There were still a few empty seats in the theatre but they may have run out of time - I assume that once the performers take their places behind the bleachers, there's a countdown to when the doors must close.
The show was fantastic; one of the stage managers said they were hoping to transfer it elsewhere, but that may be something all shows say (like promising a post-Broadway tour).
Well, I did get to see it. And I'm thrilled about that. The whole cast is great but Anika was just... magical. Flawless voice, completely captivating presence. I think I just had too much distance from the show. It felt more like an experiment in adapting Bizet's Carmen than a show that stood on its own. It was entertaining and a lot of parts were stronger than the opera or the original novella. But I don't know if the material would compelling or wholly successful without the comparison. I wish there had been a greater departure, and maybe a blend of some original music. You know, take the parts that work for the new show and leave the parts that don't. The staging was... meh. But it was beautifully sung and I think the actors did the most they could with it.

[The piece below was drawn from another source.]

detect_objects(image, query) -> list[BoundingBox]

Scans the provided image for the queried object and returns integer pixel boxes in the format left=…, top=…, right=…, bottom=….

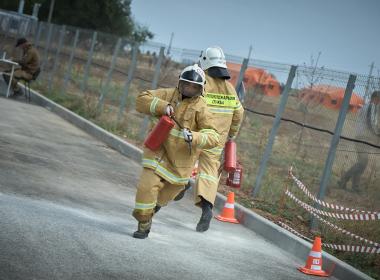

I'm very curious about what was taken out to edit to 95 minutes and if that would have helped or hurt my opinion of the show. The misogyny was very minimal (compared to the other versions) but I didn't understand why Carmen and Joe felt so strongly based on the amount of time they spent together (in the novella, and maybe in the opera, I can't remember, they spend more time together between his desertion and her finding a new guy... whereas here the necessity of the trip to Chicago seems to shrink the timeline). The Cindy Lou character was a little... too good, but that relationship worked a lot better than the character in the opera who seems like an odd afterthought. And the actress did her best to sell it without any irony.